Fanchon fascinated girls as well as boys. Many of the former eagerly sought her acquaintance and thronged about her between the dances, when, accepting the deference due a cosmopolitan and an oracle of the mode, she gave demonstrations of the new step to succeeding groups, professing astonishment to find it unknown: it had been "all the go," she explained, at the Long Shore Casino for fully two seasons. She pronounced "slow" a "Fancy Dance" executed during an intermission by Baby Rennsdale and Georgie Bassett, giving it as her opinion that Miss Rennsdale and Mr. Bassett were "dead ones"; and she expressed surprise that the punch bowl contained lemonade and not champagne.
The dancing continued, the new step gaining instantly in popularity, fresh couples adventuring with every number.

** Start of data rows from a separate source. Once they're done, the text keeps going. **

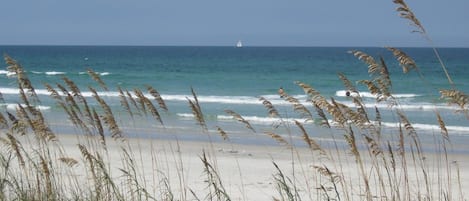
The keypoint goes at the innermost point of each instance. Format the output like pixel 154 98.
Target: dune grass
pixel 35 165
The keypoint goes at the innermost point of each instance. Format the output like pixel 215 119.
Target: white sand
pixel 247 171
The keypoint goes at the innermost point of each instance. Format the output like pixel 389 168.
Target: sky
pixel 223 23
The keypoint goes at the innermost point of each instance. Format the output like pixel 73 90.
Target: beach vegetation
pixel 361 162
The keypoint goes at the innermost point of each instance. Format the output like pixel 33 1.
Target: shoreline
pixel 247 172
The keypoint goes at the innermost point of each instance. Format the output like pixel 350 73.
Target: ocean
pixel 229 78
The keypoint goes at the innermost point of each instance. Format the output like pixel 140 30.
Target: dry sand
pixel 247 171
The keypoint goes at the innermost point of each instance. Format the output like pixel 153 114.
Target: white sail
pixel 239 44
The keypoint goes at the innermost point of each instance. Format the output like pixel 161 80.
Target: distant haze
pixel 223 23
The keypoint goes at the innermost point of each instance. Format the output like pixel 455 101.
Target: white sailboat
pixel 239 44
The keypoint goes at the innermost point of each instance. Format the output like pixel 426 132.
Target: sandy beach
pixel 174 169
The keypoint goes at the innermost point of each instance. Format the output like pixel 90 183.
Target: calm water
pixel 234 78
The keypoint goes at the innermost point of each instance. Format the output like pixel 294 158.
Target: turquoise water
pixel 234 78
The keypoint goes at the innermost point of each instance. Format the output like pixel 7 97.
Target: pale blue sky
pixel 222 23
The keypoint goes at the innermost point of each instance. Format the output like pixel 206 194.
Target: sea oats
pixel 270 108
pixel 222 133
pixel 406 62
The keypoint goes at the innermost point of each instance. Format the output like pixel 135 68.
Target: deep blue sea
pixel 234 78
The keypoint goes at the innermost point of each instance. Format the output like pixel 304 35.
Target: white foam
pixel 14 106
pixel 54 73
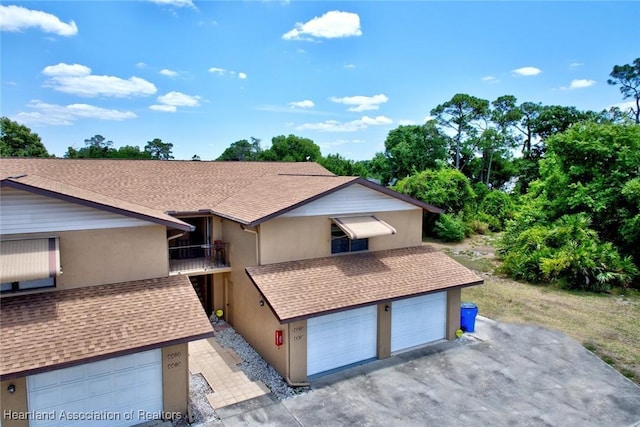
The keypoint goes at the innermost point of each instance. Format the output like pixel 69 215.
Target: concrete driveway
pixel 504 375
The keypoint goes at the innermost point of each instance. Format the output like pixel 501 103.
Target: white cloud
pixel 333 24
pixel 352 126
pixel 490 79
pixel 53 114
pixel 77 79
pixel 339 142
pixel 165 108
pixel 362 103
pixel 224 71
pixel 168 73
pixel 527 71
pixel 18 18
pixel 176 3
pixel 66 70
pixel 581 83
pixel 302 104
pixel 170 102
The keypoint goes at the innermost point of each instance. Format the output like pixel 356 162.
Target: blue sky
pixel 203 74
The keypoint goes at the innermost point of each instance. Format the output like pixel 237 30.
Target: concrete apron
pixel 500 375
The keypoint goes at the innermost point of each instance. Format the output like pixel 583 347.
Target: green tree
pixel 96 147
pixel 159 150
pixel 341 166
pixel 17 140
pixel 414 148
pixel 242 150
pixel 628 77
pixel 462 114
pixel 445 188
pixel 129 152
pixel 291 148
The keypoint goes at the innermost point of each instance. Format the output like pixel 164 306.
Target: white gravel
pixel 201 410
pixel 255 367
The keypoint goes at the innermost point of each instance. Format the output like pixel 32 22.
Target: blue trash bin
pixel 468 313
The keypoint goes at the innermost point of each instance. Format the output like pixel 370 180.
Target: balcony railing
pixel 185 259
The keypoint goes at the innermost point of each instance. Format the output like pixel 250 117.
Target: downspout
pixel 255 233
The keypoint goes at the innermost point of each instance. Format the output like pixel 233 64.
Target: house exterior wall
pixel 12 405
pixel 454 297
pixel 175 380
pixel 96 257
pixel 296 341
pixel 255 323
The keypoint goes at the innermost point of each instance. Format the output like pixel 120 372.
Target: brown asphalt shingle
pixel 51 187
pixel 247 192
pixel 51 330
pixel 181 186
pixel 300 289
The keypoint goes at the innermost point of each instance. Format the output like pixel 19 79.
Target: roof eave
pixel 177 224
pixel 154 346
pixel 389 192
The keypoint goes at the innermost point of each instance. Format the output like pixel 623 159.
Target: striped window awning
pixel 362 227
pixel 29 259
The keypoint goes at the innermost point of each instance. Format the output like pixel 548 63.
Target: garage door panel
pixel 341 339
pixel 419 320
pixel 117 385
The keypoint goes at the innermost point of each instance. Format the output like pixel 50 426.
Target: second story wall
pixel 295 238
pixel 95 247
pixel 97 257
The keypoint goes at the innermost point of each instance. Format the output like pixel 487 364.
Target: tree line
pixel 568 205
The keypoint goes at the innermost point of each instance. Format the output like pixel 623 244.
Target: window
pixel 340 242
pixel 25 285
pixel 29 264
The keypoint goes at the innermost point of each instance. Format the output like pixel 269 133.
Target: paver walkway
pixel 219 366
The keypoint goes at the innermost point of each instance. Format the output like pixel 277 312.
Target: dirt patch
pixel 608 325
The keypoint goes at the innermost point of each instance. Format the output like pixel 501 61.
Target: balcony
pixel 194 259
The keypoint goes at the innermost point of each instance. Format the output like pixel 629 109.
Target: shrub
pixel 498 205
pixel 568 252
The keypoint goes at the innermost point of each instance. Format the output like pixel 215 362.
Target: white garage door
pixel 121 391
pixel 417 321
pixel 341 339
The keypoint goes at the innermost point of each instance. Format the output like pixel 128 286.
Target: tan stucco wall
pixel 296 339
pixel 96 257
pixel 256 323
pixel 291 239
pixel 15 403
pixel 453 313
pixel 175 380
pixel 384 330
pixel 408 225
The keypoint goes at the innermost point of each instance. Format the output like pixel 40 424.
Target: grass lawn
pixel 607 324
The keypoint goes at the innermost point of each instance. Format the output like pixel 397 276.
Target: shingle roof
pixel 301 289
pixel 45 331
pixel 40 185
pixel 248 192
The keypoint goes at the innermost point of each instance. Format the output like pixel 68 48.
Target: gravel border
pixel 255 367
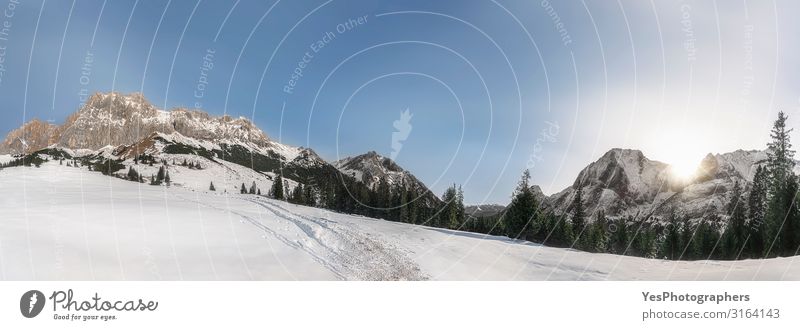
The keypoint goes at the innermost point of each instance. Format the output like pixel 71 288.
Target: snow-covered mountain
pixel 624 182
pixel 122 127
pixel 113 119
pixel 153 233
pixel 370 168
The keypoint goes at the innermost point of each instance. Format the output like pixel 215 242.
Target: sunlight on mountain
pixel 683 170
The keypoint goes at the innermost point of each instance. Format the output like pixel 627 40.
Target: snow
pixel 60 222
pixel 6 158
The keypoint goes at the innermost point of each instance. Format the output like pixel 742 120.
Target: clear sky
pixel 492 87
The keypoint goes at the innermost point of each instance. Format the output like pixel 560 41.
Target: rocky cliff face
pixel 626 183
pixel 33 135
pixel 113 119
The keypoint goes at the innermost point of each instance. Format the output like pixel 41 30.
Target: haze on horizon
pixel 491 87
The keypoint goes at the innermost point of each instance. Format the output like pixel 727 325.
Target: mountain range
pixel 622 182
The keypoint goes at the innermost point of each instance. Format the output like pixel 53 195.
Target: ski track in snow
pixel 347 252
pixel 58 229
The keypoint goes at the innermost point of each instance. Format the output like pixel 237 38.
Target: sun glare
pixel 684 170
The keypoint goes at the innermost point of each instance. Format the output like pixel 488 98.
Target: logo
pixel 31 303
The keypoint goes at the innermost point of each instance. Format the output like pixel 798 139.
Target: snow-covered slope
pixel 61 222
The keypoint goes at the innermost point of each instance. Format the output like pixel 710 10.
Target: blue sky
pixel 494 87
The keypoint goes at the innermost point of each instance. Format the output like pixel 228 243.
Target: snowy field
pixel 63 223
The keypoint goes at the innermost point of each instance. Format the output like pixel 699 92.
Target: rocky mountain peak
pixel 116 119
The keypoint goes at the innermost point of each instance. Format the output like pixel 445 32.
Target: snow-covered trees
pixel 277 187
pixel 452 213
pixel 522 211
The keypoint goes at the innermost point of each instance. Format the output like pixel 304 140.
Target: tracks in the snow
pixel 343 249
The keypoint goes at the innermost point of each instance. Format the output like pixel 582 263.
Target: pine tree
pixel 735 233
pixel 578 216
pixel 788 229
pixel 688 250
pixel 277 187
pixel 132 174
pixel 756 207
pixel 522 211
pixel 308 196
pixel 452 213
pixel 780 161
pixel 161 175
pixel 671 246
pixel 297 195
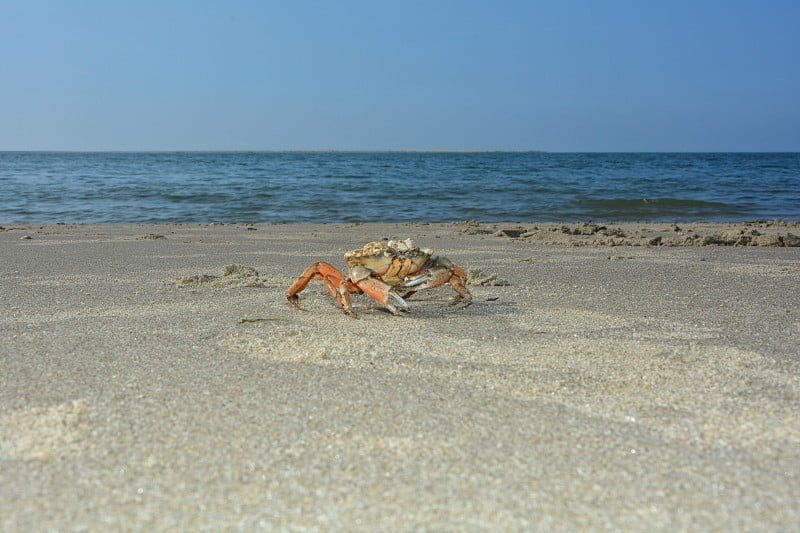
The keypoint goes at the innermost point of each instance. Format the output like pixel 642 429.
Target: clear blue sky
pixel 560 75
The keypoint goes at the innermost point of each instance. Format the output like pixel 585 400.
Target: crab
pixel 382 268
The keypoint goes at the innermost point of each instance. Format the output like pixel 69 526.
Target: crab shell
pixel 396 263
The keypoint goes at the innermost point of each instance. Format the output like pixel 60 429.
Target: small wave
pixel 657 209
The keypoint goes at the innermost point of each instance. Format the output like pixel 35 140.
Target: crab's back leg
pixel 339 287
pixel 443 271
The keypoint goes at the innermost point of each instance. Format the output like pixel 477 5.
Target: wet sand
pixel 639 376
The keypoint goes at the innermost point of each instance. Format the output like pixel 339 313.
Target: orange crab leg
pixel 441 274
pixel 383 294
pixel 339 287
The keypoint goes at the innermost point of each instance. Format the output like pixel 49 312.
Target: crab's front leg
pixel 339 286
pixel 381 292
pixel 440 272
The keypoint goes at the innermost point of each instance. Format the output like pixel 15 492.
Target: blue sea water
pixel 198 187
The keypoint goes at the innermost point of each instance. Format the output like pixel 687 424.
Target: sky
pixel 561 75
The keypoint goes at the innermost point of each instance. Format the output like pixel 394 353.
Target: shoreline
pixel 600 379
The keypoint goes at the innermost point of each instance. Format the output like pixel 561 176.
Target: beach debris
pixel 475 276
pixel 260 319
pixel 758 233
pixel 380 269
pixel 233 276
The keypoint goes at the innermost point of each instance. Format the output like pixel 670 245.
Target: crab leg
pixel 383 294
pixel 339 287
pixel 440 273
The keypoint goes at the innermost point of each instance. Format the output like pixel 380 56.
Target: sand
pixel 607 376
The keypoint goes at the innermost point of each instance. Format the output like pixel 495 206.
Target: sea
pixel 346 187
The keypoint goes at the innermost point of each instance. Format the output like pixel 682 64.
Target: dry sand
pixel 156 377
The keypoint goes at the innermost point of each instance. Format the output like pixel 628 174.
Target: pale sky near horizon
pixel 566 75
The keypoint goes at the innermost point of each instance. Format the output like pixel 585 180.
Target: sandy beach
pixel 606 376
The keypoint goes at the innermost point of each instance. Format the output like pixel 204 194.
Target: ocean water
pixel 200 187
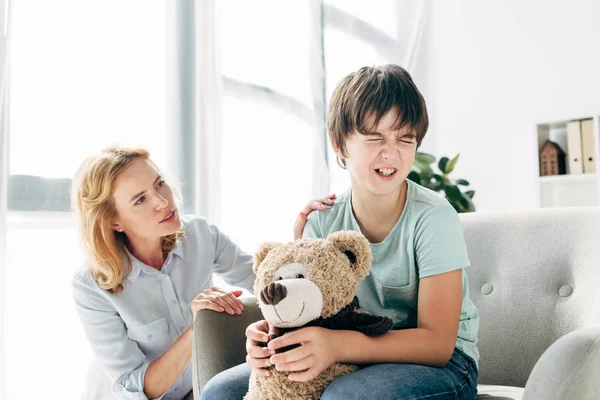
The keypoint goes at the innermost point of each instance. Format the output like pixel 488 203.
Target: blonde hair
pixel 92 200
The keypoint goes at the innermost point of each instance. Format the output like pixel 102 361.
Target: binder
pixel 588 146
pixel 574 147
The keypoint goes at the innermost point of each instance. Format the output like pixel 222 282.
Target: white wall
pixel 501 67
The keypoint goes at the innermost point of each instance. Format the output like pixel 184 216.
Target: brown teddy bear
pixel 312 282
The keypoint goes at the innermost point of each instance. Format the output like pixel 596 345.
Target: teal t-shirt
pixel 427 240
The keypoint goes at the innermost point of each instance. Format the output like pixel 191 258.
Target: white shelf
pixel 569 178
pixel 568 190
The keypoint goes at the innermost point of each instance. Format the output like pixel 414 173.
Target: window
pixel 272 112
pixel 81 79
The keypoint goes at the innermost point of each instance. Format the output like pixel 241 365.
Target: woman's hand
pixel 318 204
pixel 258 357
pixel 317 352
pixel 218 300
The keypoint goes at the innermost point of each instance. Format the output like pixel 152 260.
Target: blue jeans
pixel 457 380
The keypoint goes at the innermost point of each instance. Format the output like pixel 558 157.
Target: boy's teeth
pixel 385 171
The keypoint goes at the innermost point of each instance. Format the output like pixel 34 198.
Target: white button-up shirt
pixel 130 329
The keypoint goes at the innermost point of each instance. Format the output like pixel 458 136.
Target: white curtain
pixel 278 65
pixel 4 54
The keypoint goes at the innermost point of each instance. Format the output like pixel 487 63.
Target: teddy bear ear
pixel 356 247
pixel 262 252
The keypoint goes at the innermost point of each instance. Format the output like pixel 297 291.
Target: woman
pixel 148 273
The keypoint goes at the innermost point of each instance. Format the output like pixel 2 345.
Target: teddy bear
pixel 311 282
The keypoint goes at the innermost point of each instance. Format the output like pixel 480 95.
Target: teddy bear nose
pixel 273 293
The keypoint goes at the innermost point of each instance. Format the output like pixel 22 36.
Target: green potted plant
pixel 423 174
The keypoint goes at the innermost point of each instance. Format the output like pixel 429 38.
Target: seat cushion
pixel 491 392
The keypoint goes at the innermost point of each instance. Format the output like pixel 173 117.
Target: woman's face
pixel 144 203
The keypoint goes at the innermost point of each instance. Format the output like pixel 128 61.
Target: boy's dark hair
pixel 375 90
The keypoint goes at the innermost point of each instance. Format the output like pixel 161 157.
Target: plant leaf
pixel 442 164
pixel 453 192
pixel 451 164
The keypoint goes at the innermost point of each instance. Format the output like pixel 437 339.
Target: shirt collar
pixel 137 265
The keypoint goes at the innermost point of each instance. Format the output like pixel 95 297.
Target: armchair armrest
pixel 568 369
pixel 219 341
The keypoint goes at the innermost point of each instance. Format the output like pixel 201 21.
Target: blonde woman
pixel 149 272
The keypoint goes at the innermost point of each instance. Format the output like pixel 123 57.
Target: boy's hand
pixel 257 356
pixel 317 352
pixel 318 204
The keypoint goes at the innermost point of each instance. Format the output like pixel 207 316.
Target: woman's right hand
pixel 218 300
pixel 258 357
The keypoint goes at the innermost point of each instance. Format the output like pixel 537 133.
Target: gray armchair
pixel 535 278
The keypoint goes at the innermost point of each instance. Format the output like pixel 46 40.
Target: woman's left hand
pixel 317 352
pixel 318 204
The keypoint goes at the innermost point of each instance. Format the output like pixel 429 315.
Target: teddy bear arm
pixel 372 325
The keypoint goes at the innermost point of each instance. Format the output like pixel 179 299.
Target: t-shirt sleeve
pixel 440 243
pixel 312 228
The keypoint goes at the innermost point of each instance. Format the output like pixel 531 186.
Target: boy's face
pixel 380 161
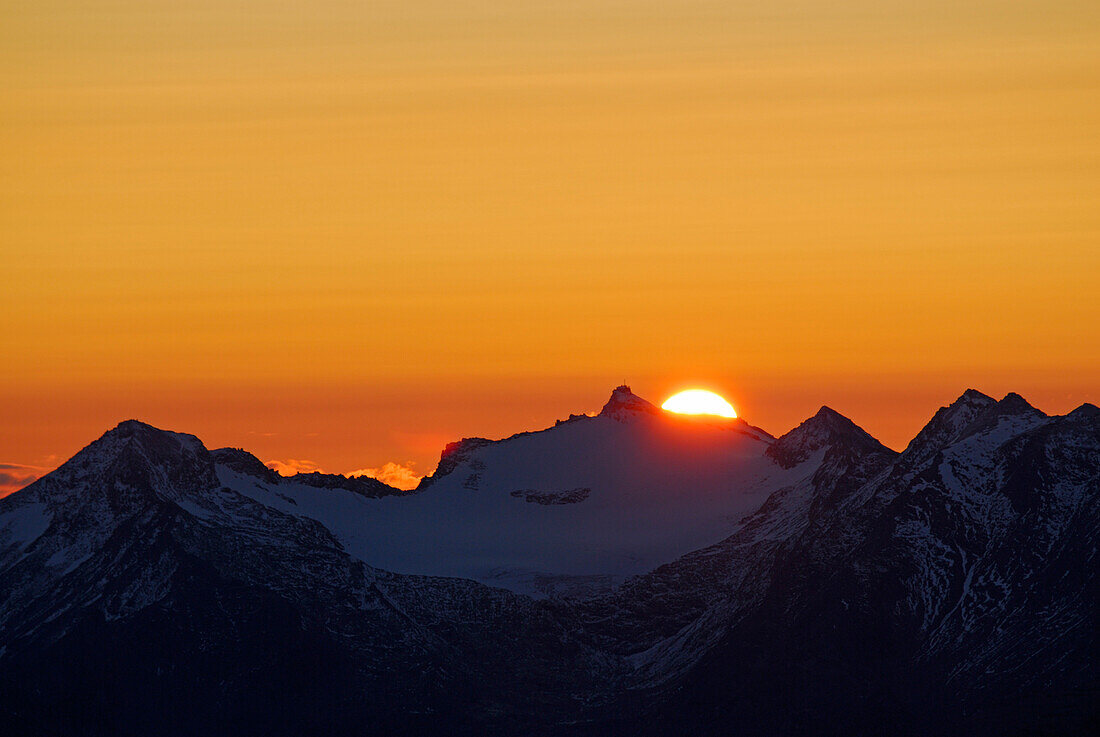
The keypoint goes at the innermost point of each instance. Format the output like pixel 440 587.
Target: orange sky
pixel 347 232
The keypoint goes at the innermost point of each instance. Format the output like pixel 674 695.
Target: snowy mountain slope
pixel 585 503
pixel 944 590
pixel 955 586
pixel 134 585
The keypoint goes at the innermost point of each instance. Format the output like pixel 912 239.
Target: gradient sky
pixel 344 233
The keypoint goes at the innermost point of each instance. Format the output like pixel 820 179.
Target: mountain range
pixel 631 572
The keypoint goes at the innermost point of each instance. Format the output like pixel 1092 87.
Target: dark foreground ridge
pixel 950 589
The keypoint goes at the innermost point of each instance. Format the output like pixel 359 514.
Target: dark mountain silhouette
pixel 152 586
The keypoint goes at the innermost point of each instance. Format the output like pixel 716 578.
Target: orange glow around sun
pixel 699 402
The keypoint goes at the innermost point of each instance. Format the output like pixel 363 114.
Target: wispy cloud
pixel 290 466
pixel 394 474
pixel 14 476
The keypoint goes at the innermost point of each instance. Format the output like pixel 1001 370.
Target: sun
pixel 699 402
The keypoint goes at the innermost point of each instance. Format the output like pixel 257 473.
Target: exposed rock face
pixel 949 589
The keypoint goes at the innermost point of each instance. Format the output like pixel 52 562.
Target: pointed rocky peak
pixel 625 404
pixel 970 415
pixel 826 429
pixel 135 461
pixel 243 462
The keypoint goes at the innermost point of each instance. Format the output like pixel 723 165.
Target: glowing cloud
pixel 394 474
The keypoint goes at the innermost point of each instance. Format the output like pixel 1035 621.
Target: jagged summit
pixel 826 429
pixel 625 404
pixel 242 461
pixel 946 425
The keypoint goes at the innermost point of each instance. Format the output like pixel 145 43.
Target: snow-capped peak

The word "step" is somewhat misleading, nothing done with the feet being vital to the evolutions introduced by Fanchon. Fanchon's dance came from the Orient by a roundabout way; pausing in Spain, taking on a Gallic frankness in gallantry at the Bal Bullier in Paris, combining with a relative from the South Seas encountered in San Francisco, flavouring itself with a carefree negroid abandon in New Orleans, and, accumulating, too, something inexpressible from Mexico and South America, it kept, throughout its travels, to the underworld, or to circles where nature is extremely frank and rank, until at last it reached the dives of New York, when it immediately broke out in what is called civilized society. Thereafter it spread, in variously modified forms--some of them disinfected--to watering-places, and thence, carried by hundreds of older male and female Fanchons, over the country, being eagerly adopted everywhere and made wholly pure and respectable by the supreme moral axiom that anything is all right if enough people do it. Everybody was doing it.
Not quite everybody. It was perhaps some test of this dance that earth could furnish no more grotesque sight than that of children doing it.
Earth, assisted by Fanchon, was furnishing this sight at Penrod's party. By the time ice-cream and cake arrived, about half the guests had either been initiated into the mysteries by Fanchon or were learning by imitation, and the education of the other half was resumed with the dancing, when the attendant ladies, unconscious of what was happening, withdrew into the house for tea.
"That orchestra's a dead one," Fanchon remarked to Penrod.
"We ought to liven them up a little!"
She approached the musicians.
"Don't you know," she asked the leader, "the Slingo Sligo Slide?"
The leader giggled, nodded, rapped with his bow upon his violin; and Penrod, following Fanchon back upon the dancing floor, blindly brushed with his elbow a solitary little figure standing aloof on the lawn at the edge of the platform.
It was Marjorie.
In no mood to approve of anything introduced by Fanchon, she had scornfully refused, from the first, to dance the new "step," and, because of its bonfire popularity, found herself neglected in a society where she had reigned as beauty and belle.